Four days after Gov. Paul LePage followed in the footsteps of New Jersey Gov. Chris Christie and endorsed Donald Trump for president, it’s still unclear why LePage embraced the candidacy of a front-runner he once dismissed as inexperienced.

The Maine governor was not available for comment Monday, and his staff declined to publicly address the question.

However, there is widespread speculation that Christie, a longtime friend of LePage, played some role in convincing the Maine governor to join him in backing a candidate that many Republicans have described as equal parts con man and demagogue.

At a private meeting of Republican governors in Washington, D.C., on Feb. 20, LePage urged his fellow chief executives to disavow Trump, according to a story published Saturday in the New York Times. LePage urged his fellow governors to distance themselves from Trump by penning an open letter “to the people,” the Times reported, but the letter was never written.

Six days after the governors’ meeting, LePage endorsed Trump in an interview with Boston radio host Howie Carr.

LePage’s staff has not disputed the Times story, however, his office released a comment Monday that it submitted to the Times by email when the newspaper apparently sought comment on LePage’s actions for its story.


The comment, which the Times didn’t publish, read, “As Governor LePage likes to say, he was the Donald Trump of politics before Trump got into the race. Our outspoken governor says what’s on his mind, regardless of the political fallout. The (Republican Governors Association) is a powerful organization, representing 31 governors across the country, and Governor LePage told them they could have united behind any one of several governors who would have made an excellent candidate before Trump gained momentum. Unfortunately, many governors chose to sit on the sidelines. The reality is Trump is now the front-runner.”

LePage spokesman Peter Steele wouldn’t say if Christie played a role in convincing the Maine governor to back Trump, noting only that LePage has been approached by candidates for an endorsement ever since Christie, his first pick, dropped out of the race after a disappointing showing in the New Hampshire primary. Steele has said the governor supports Trump because of his business background and because he has begun reaching out to Republican governors.

Christie’s spokesman did not respond to requests for comment Monday and the New Jersey governor, who held a news conference Monday to announce a court nomination, declined to answer any questions related to Trump.

Hope Hicks, the communications director for Trump’s campaign, also didn’t respond to a request for comment.

Christie’s influence in the governor’s decision to back Trump is plausible. Christie and LePage have a friendship that began in 2011, when LePage declared that he hoped to be the “Chris Christie of Maine.” In 2014 Christie was the head of the Republican Governors Association, which spent $5.1 million helping LePage win reelection. Christie made several visits to support LePage’s campaign, describing the Maine governor as a close friend.

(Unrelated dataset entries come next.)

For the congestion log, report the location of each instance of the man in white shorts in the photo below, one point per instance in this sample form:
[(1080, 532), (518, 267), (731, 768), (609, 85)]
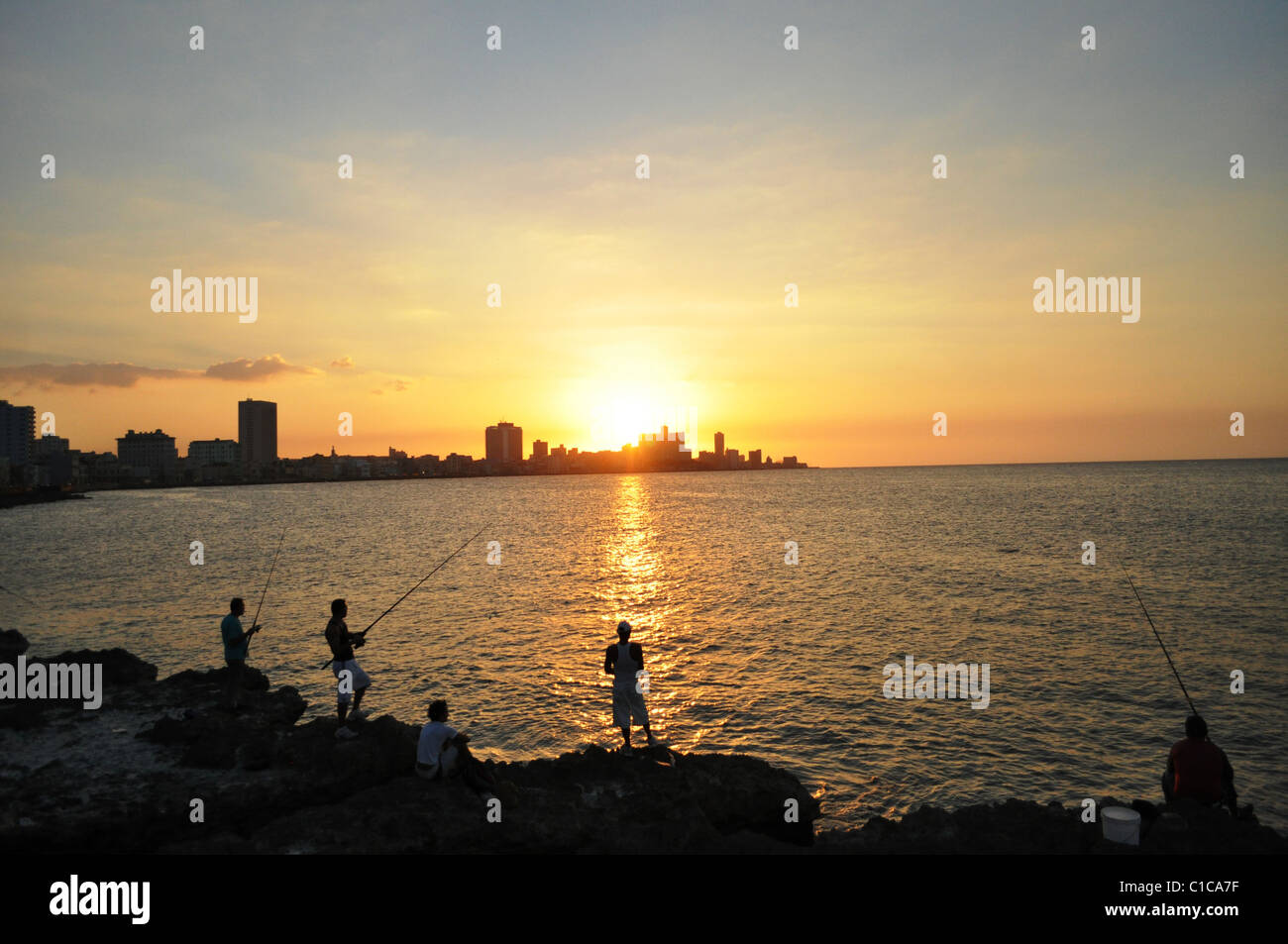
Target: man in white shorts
[(625, 661), (355, 685)]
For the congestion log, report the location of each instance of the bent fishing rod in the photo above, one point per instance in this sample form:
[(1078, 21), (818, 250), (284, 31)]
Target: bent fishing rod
[(256, 621), (1159, 640), (364, 634)]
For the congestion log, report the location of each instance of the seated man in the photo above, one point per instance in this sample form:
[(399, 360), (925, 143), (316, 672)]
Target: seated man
[(1197, 769), (443, 752)]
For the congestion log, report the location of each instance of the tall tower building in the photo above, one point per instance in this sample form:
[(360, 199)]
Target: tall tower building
[(503, 443), (257, 432), (17, 433)]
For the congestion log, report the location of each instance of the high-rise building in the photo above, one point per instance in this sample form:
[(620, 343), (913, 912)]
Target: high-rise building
[(503, 443), (257, 432), (149, 455), (17, 433)]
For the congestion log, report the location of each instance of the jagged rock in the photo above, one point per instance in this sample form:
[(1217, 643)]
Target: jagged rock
[(120, 668), (12, 646), (127, 776)]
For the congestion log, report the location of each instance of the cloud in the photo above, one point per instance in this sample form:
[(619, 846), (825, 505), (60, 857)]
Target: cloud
[(123, 374), (245, 368), (115, 373)]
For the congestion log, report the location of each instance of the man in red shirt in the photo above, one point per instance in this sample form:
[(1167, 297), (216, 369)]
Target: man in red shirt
[(1197, 769)]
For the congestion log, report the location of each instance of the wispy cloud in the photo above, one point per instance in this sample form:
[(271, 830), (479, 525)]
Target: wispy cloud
[(121, 373)]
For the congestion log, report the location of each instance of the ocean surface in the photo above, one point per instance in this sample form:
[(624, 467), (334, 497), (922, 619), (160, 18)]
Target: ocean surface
[(746, 653)]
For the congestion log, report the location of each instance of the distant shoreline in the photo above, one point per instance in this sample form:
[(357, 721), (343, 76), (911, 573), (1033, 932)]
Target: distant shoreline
[(16, 500)]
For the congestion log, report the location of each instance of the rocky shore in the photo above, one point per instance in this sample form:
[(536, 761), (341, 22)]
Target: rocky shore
[(132, 777)]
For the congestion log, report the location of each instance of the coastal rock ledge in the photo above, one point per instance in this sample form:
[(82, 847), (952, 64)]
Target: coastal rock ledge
[(124, 778)]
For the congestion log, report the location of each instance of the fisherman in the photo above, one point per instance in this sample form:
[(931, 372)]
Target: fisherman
[(1197, 769), (343, 643), (236, 646), (625, 662), (443, 752)]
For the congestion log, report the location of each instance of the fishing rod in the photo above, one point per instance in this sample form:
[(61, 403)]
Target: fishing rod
[(364, 634), (1159, 640), (256, 621)]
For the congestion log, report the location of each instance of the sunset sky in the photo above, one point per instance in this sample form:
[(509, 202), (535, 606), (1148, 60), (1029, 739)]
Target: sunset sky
[(631, 301)]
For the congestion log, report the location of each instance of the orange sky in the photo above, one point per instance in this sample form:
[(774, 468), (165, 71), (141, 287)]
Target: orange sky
[(625, 300)]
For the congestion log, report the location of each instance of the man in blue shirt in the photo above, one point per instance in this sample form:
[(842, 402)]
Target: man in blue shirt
[(236, 644)]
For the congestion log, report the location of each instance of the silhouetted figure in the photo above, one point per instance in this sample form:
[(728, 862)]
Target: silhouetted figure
[(343, 643), (625, 661), (236, 647), (443, 752), (1197, 769)]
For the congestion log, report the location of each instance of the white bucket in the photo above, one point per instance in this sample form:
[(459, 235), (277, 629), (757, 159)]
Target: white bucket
[(1121, 824)]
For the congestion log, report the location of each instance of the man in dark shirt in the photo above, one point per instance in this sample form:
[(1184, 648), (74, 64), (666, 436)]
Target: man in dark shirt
[(1197, 769), (625, 662), (351, 681)]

Christie also played a key role in a high-profile controversy involving Kaci Hickox, a Maine nurse who had treated Ebola patients in Africa. Hickox was quarantined in Newark, New Jersey, on her way back to Maine. Christie later approved her release to Maine, where she instantly became a campaign issue for LePage, and later, for Christie’s presidential bid.


In September, Christie and LePage joked during a town hall meeting in New Hampshire about Hickox’s benefit to their respective campaigns.

“After we were assured that she didn’t have Ebola, then I called Paul, and I said, ‘Tag, you’re it. You have her back,’ ” he said, according to news reports. “Then she realized the governor of Maine felt exactly the way the governor of New Jersey (did).”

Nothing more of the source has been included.